[Frontiers in Bioscience E4, 529-545, January 1, 2012]

Recent developments in multifunctional hybrid nanoparticles: opportunities and challenges in cancer therapy

Carolina Salvador Morales1, 2, Pedro M. Valencia1, 2 Anjali B. Thakkar1, 2, Edward Swanson1, 2, Robert Langer1,2

1Harvard-MIT Center of Cancer Nanotechnology Excellence, Massachusetts Institute of Technology, 77 Massachusetts Avenue, Cambridge, MA 02139, 2Department of Chemical Engineering, Massachusetts Institute of Technology, 77 Massachusetts Avenue, Cambridge, MA 02139

TABLE OF CONTENTS

1. Abstract
2. Introduction
3. Current multifunctional hybrid nanoparticle platforms
3.1. Multifunctional non-hybrid nanoparticle systems
3.2. Multifunctional hybrid nanoparticles (MHNPs)
3.3. Synthetic strategies of MHNPs
3.4. Stability of MHNPs
3.5. Drug and imaging agent encapsulation of MHNPs
3.5.1. Encapsulation of drug and imaging agents
3.5.2. Controlled release of therapeutic and imaging agents
3.5.3. Drug degradation
4. Medical applications of hybrid nanoparticle platforms
4.1. Introduction to medical applications of MHNPs
4.2. Multidrug resistance: a major challenge to overcome
4.3. Utilizing MHNPs to combat multidrug resistance
4.4. Blood-compatibility of MHNPs
4.4.1. The complement system cascade
4.4.2. The protein binding adsorption phenomenon
4.4.3. Protein binding adsorption on multifunctional hybrid interface
5. Pharmaceutical perspective of MHNPs
5.1. Opportunities and challenges
6. Conclusions and perspectives
7. Acknowledgements
8. References

1. ABSTRACT

Multifunctional hybrid nanoparticles combine some of the unique physical and chemical characteristics of two or more classes of materials, such as polymers, liposomes, metals, quantum dots and mesoporous silica among others, to create a versatile and robust new class of nanoparticles.
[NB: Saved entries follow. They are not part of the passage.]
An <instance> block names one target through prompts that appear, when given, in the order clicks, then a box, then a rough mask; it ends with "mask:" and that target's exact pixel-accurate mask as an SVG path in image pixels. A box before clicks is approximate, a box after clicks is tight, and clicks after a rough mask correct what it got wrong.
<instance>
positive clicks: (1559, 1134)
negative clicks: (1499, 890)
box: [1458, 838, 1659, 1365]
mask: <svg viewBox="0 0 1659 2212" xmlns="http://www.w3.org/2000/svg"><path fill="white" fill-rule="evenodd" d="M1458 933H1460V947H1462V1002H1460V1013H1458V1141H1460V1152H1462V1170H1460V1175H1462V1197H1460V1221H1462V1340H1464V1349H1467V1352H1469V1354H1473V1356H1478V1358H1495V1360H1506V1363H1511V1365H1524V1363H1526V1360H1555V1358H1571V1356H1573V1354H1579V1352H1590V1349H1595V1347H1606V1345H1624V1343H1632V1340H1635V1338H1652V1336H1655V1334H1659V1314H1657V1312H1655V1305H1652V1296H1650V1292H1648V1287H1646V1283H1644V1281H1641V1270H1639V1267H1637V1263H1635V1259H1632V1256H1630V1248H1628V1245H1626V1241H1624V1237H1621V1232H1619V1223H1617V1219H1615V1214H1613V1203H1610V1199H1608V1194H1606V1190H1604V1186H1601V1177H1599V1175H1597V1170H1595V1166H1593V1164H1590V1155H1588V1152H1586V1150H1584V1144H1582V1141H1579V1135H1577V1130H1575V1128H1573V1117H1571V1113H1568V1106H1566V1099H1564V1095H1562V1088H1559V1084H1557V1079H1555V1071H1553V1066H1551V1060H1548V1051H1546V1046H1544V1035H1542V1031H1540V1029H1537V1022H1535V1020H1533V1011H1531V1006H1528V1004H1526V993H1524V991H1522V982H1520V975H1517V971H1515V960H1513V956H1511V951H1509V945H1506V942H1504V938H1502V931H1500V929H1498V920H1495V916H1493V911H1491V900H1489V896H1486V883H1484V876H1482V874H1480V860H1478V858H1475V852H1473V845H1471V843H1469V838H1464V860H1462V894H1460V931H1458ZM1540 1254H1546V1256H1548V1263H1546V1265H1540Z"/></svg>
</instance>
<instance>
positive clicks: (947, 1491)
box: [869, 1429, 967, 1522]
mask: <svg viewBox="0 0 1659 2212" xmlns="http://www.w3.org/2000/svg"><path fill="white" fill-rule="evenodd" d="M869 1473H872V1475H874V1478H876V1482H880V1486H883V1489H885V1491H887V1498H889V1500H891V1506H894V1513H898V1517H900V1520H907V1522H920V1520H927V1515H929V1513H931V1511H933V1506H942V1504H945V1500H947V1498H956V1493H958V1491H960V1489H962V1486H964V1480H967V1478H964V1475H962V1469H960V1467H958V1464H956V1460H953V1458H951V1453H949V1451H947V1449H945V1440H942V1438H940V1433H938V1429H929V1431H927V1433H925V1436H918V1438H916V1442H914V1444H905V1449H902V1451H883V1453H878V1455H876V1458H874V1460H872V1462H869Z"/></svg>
Here we discuss the most recent synthetic strategies to create these hybrid systems and analyze four key design aspects: stability, encapsulation of therapeutic and imaging agents, controlled release of encapsulated agents, and biocompatibility. Through the combination of multiple nanomaterials, hybrid nanoparticles aim to expand the functionality of single-component systems, using the strengths of one material to improve on weaknesses of another. We then examine how hybrid nanoparticle platforms provide unique opportunities in cancer therapy, specifically in the treatment of multidrug resistant cancer. Finally, we discuss some of the challenges hybrid nanoparticles systems might face in their large scale synthesis and commercialization in the biopharmaceutical industry.